The study examines US upstream spending and performance data over the past 5 years for the largest 50 companies based on yearend 2013 oil and gas reserve estimates.
Capital expenditures in 2013 declined 7% to $173.5 billion from the previous year. E&Y credits lower unproved property acquisition costs and lower exploration costs for the reduction. Although exploration costs declined 15% in 2013, the level of spending represented the second highest amount of the 5-year study period.
Development spending increased every year of the 5-year study period to reach $106.7 billion. Independents, large independents, and integrated companies each experienced an increase in development spending, but each spent less on exploration.
"While we saw lower capital expenditure numbers in 2013, that is due in part to the advancement in technologies and processes that are making exploration and production less expensive and more efficient," said Deborah Byers, E&Y oil and gas leader.
A 53% increase in after-tax profits to $33.4 billion for the study companies in 2013 was facilitated by an 11% increase in revenues and significant decrease in property impairments, E&Y says. In 2012, study companies reported a 58% decrease in after-tax profits, which E&Y attributed to low natural gas prices (OGJ Online, June 4, 2013).
Revenues reached $199 billion in 2013 as oil production and oil prices increased.
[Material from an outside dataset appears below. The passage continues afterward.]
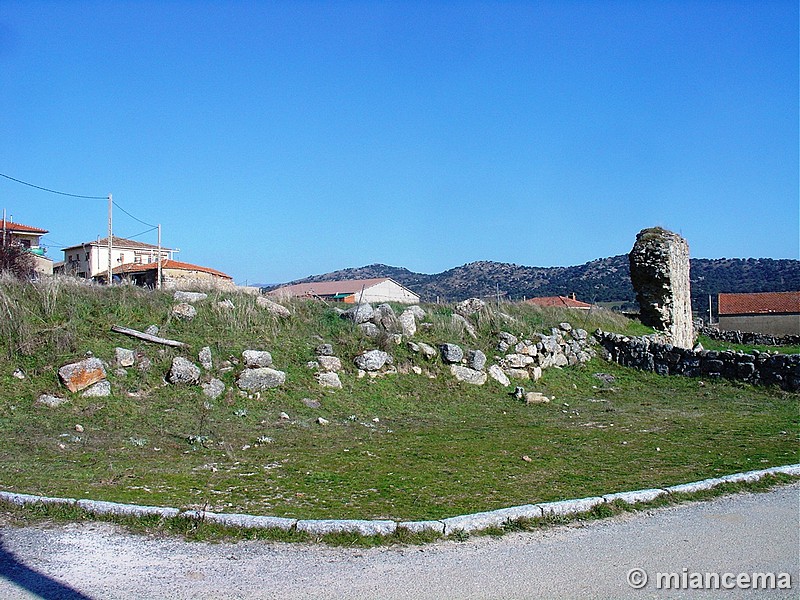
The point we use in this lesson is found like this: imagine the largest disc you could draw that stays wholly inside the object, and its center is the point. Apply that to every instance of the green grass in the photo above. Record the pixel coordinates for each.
(404, 447)
(200, 530)
(712, 344)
Production costs for the year increased mainly because of higher lease operating expenses, and many companies made strong investments in their 2013 operations with a plowback percentage of 125%, E&Y says.
Oil, gas reserves rise
Yearend oil reserves increased in each year of the study and reached 25.4 billion bbl in 2013. After decreasing in 2012 because of downward reserve revisions caused by depressed natural gas prices, yearend gas reserves climbed to 178.7 trillion cu ft.
While natural gas prices fared slightly better last year, positively impacting gas reserves, gas production dipped slightly for the first time in the study's 5-year period.
Extensions and discoveries for both oil and gas reserves in 2013 were the highest of the 5-year study period. These additions for oil reserves encompassed 4.1 billion bbl in 2013 and contributed to an oil production replacement rate of 222%, excluding purchases and sales.
Extensions and discoveries of 29.9 tcf were reported for gas reserves, and the gas production replacement rate was 229%, excluding purchases and sales.
"Large independents accounted for the largest absolute increases in oil and gas reserves in 2013, though the gas reserves still remain below the level we saw in 2011," Byers said.
The US oil and gas reserves study is a compilation and analysis of certain oil and gas reserve disclosure information reported to the Securities and Exchange Commission.